Human behavior is an interesting subject. Ask a behavioral psychologist or an FBI profiler what they can tell you about the people they routinely observe and you’ll get an answer that sounds something like “People are walking, talking volumes of information. The more they talk and act, the more we know about their behavior and the better we can predict where they’ll go and what they’ll do next.”
Evidently, Google knows this as well.
At the end of November, the folks from Mountain View, California picked up U.S. Patent #8065296 to automate and expedite the process of evaluating search results based on “observed” behavior and allowing Google to return a greater level of relevant search results. Since Google originally filed for the patent in 2004, it’s a fair assumption that this behavioral evaluation process is something that they’ve been working on for quite some time and it is highly likely that it will allow Google to also return advertising results in the same manner.
The reason for this patent? According to the documents filed at the USPTO, Google asserts that a better model for predicting likely search results is needed “because the amount of information on the web and the number of new users inexperienced at web searching are growing rapidly.”
Google goes on to explain. “It may be desirable to monitor the quality of the search results provided to users in order to notice general trends of improving or declining quality and to identify specific problems that might suddenly cause a drop in quality. Manual evaluation of search quality can be laborious and time consuming, typically allowing for a small number of searches and search results to be evaluated to determine overall quality of a search engine.”
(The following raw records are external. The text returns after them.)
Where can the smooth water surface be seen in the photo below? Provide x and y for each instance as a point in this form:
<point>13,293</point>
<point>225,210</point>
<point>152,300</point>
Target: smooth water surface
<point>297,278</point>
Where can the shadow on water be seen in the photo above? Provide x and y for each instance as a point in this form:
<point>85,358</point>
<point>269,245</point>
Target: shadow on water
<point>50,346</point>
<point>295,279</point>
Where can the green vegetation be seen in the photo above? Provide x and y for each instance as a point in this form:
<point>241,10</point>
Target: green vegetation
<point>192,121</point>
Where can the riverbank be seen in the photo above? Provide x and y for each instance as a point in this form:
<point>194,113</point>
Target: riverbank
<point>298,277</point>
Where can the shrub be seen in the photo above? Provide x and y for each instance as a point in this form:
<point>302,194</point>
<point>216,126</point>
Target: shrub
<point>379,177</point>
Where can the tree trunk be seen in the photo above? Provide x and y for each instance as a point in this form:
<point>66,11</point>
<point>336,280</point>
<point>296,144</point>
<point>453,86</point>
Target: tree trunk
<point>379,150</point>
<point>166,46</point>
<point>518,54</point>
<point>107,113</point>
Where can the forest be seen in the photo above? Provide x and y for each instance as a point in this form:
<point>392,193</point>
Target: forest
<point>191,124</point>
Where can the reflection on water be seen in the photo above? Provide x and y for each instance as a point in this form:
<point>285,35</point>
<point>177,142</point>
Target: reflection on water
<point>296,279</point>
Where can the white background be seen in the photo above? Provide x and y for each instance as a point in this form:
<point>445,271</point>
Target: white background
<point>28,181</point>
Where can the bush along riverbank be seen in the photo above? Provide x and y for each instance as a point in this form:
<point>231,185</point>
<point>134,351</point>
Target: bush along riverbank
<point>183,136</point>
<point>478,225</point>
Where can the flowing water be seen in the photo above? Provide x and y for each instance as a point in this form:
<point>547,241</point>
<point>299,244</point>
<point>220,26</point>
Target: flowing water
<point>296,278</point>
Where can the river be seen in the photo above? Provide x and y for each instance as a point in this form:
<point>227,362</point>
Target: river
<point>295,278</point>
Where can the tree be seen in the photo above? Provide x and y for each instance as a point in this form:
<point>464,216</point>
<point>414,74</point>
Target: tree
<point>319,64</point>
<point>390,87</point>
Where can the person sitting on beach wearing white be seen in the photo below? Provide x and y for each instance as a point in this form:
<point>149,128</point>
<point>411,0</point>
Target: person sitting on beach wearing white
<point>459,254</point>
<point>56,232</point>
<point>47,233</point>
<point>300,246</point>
So what are we talking about when we speak of behavioral quality signals? In short, behavioral signals are those signals generated by human interaction on the web. It sounds simple, but the patent document muddies the issue:
“A method comprising: providing items during a time period; and determining an indication of quality of the items provided during the time period using a time series model; and taking remedial measures when the indication of quality of the items is below an expectation, wherein the remedial measures comprise: automatically removing a modification associated with the providing; wherein the items include search results.”
To make this easy to understand, I’m going to give you a dead-simple example.
Let’s say your grocery store manager tells you where to find the high-fiber cereal down the massively-long aisle with all the cereal boxes. He stays on to watch you make your selection, noting as you pull one box off the shelf, quickly scan the package and stuff it back. He makes a mental note that you only spent about two seconds with the first box. He then observes you as you select another box of high-fiber cereal and spend a full two minutes reading the product information on the back of the box before putting it in your basket. Again, he makes a mental note and comes to the conclusion that, for a person such as yourself who wants high-fiber cereal, box two was a more favorable brand. Then he waits around the cereal aisle to see if anyone else fitting your description does the same. In the end, his hopes are to be able to move the preferred cereal boxes to a more high-profile location along the cereal box aisle, allowing high-fiber cereal enthusiasts to save a little time in their shopping.
Given the example, it’s easy to conclude that behavioral quality signals are a complex mechanism used to predict complex behavior. Every behavioral style is unique. Every search result is therefore unique. It’s well known that Google has been using panels of human testers to judge the quality of their search results and assess whether one algorithm tweak resulted in better or worse search results than another (and here they’re talking about measuring the quality of the search engine results pages – rather than an individual page). Bing, the big competitor on the block, also uses quality signals in ranking. But the human testing component is a laborious effort, not practical. The patent is for an automated process. If Google is looking to improve their speed to market, automation would be enormously helpful.
So why is Google jumping into the game only now? The answer: Remember, the patent for this process was applied for in 2004, so it’s been a long time coming. Google has been waiting on this patent for some time. For Google, it’s another tool to allow them to deliver more relevant search results than ever before. For web marketers and site owners, it’s a clarion call for quality content.